As others noticed in the comments, it wouldn't make much sense to have normalized parameters for Dirichlet. Notice that for $\alpha = (1/3, 1/3, 1/3)$, $\alpha = (1, 1, 1)$, or $\alpha = (100, 100, 100)$, the results of $\alpha' = \alpha / \sum_i \alpha_i $ would be in each case the same, i.e. $\alpha' = (1/3, 1/3, 1/3)$.
You can check the What exactly is the alpha in the Dirichlet distribution? thread to learn more about parameters of Dirichlet, but if all the values of $\alpha_i$ are the same than the distribution is symmetric, but only for $\alpha_1 = \alpha_2 = \dots = \alpha_k = 1$ it is uniform. For high values of $\alpha$'s it is more concentrated, while for low values, the values are pushed more to the extremes, so those are very different distributions. You can find some examples below, check also the linked thread.
Best Answer
With two variables, you are defining a line segment in $\mathbb{R}^2$, as you pointed out. However, due to the simplex constraint, one of these two variables is redundant in terms of specifying the density, since there is a one-to-one relationship between $x_1$ and $x_2$. Therefore, the density is specified over $K-1$ free variables (i.e., in $\mathbb{R}$)
This is actually pointed out in the first line of this section of the Wikipedia article, albeit very subtly.
Therefore, your density function becomes:.
$$Dir_{1,1}(x_1,1-x_1)=\frac{\Gamma(2)}{\Gamma(1)^2}(x_1)^0(1-x_1)^0=1$$
Therefore,
$$\int_0^1 Dir_{1,1}(x_1,1-x_1) dx_1 = 1$$
Response to OP Comment
Due to the simplex constraints, the two-variable Dirichlet density is actually degenerate in $\mathbb{R}^2$, as shown by my construction above (it only requires one variable). While it is true it has a density of $1$, it does not have a density of $1$ on the line segment connecting $(1,0)$ with $(0,1)$. What the above construction shows is that the marginal density has a value of $1$. Your confusion comes from thinking of $x_2$ as a free variable, in which case the support of the Dirichlet on $\mathbb{R}^2$ would have a non-zero area. This intuition is fine in cases like the the bivariate gaussian, where the two variables are not perfectly correlated, but not in this case.
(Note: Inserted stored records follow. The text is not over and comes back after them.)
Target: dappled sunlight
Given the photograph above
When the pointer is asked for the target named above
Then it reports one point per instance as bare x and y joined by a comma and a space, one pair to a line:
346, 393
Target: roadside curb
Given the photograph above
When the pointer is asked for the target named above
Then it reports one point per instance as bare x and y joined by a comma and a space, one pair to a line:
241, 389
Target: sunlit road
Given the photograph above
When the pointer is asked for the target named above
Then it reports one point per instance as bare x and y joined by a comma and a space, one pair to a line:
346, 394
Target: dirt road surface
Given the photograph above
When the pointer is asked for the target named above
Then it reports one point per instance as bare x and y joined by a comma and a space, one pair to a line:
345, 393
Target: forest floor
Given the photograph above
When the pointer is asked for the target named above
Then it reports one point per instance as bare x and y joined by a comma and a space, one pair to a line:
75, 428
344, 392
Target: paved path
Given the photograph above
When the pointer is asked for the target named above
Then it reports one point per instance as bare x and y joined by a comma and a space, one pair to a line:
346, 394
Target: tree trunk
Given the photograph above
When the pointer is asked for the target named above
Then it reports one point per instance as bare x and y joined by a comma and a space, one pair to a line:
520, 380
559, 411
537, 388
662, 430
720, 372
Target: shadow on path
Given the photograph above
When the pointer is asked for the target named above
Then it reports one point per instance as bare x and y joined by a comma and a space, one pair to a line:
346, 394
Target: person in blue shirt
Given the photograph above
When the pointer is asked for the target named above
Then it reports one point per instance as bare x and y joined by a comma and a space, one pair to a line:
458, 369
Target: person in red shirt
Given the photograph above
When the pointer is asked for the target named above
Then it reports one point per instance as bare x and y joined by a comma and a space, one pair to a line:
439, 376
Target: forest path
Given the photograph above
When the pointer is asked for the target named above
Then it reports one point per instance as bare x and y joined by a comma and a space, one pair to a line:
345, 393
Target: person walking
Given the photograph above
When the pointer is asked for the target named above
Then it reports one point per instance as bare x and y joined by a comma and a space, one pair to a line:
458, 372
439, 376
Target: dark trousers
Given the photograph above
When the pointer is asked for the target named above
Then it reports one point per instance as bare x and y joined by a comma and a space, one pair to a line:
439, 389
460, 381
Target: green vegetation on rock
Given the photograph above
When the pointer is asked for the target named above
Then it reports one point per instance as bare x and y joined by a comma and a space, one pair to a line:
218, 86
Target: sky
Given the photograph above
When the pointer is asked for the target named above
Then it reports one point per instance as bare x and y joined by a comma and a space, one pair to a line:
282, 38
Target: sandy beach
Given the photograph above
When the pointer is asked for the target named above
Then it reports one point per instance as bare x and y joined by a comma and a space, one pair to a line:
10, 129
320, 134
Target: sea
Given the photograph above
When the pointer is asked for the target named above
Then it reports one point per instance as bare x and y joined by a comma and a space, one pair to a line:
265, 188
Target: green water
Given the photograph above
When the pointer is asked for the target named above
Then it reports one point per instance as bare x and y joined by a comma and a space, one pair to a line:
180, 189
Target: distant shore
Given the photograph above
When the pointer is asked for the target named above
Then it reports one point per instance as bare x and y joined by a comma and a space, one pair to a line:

We can formally derive this as follows:
Let $L$ be some number in $[0,\sqrt{2}]$ specifying the distance from $(1,0)$ to $(0,1)$ along the connecting line segment. Thus, each value of $L$ identifies a unique $(x_ 1,x_2)$ pair. Using this notation, your assumption that the density is $1$ along this line boils down to:
$$P(L \in [a,b] \subset)=b-a$$
However, we can show this is not the case through a formal treatment of the joint density of $x_1,x_2$:
$$P_L(L\in [a,b])=P_{X_1,X_2}[(x_1,x_2) \in A_{[a,b]}]$$
Where $A_{[a,b]}:= \{(u,v): u \in [1-\frac{b}{\sqrt{2}},1-\frac{a}{\sqrt{2}}], v = 1- u]$
Now, let's calculate $P_L(L\in [a,b])$:
$$P_L(L\in [a,b])= \int_{A_{[a,b]}} dP_{X_1,X_2}= \int_{A_{[a,b]}} dP_{X_1}dP_{X_2|X_1} =\int_{A_{[a,b]}} 1 \;dP_{X_1} = \int_{1-\frac{b}{\sqrt{2}}}^{1-\frac{a}{\sqrt{2}}}1\; du = $$
$$\left(1-\frac{a}{\sqrt{2}}\right) - \left(1-\frac{b}{\sqrt{2}}\right) = \frac{1}{\sqrt{2}}(b-a)$$
Where the third equality comes about because $dP_{X_2|X_1} = 1$ for $X_2=1-X_1$ (i.e., its not a density, but a point probability mass at $1-X_1$)
As you can see, we've recovered the $\frac{1}{\sqrt{2}}$ normalizing constant for the density along the line segment in $\mathbb{R}^2$. Effectively, this (degenerate) joint density is just a linear transformation of one of the two marginals (either one will work). This results in the domain of the probability density to go from $1$ to $\sqrt{2}$, hence the density must decrease to compensate.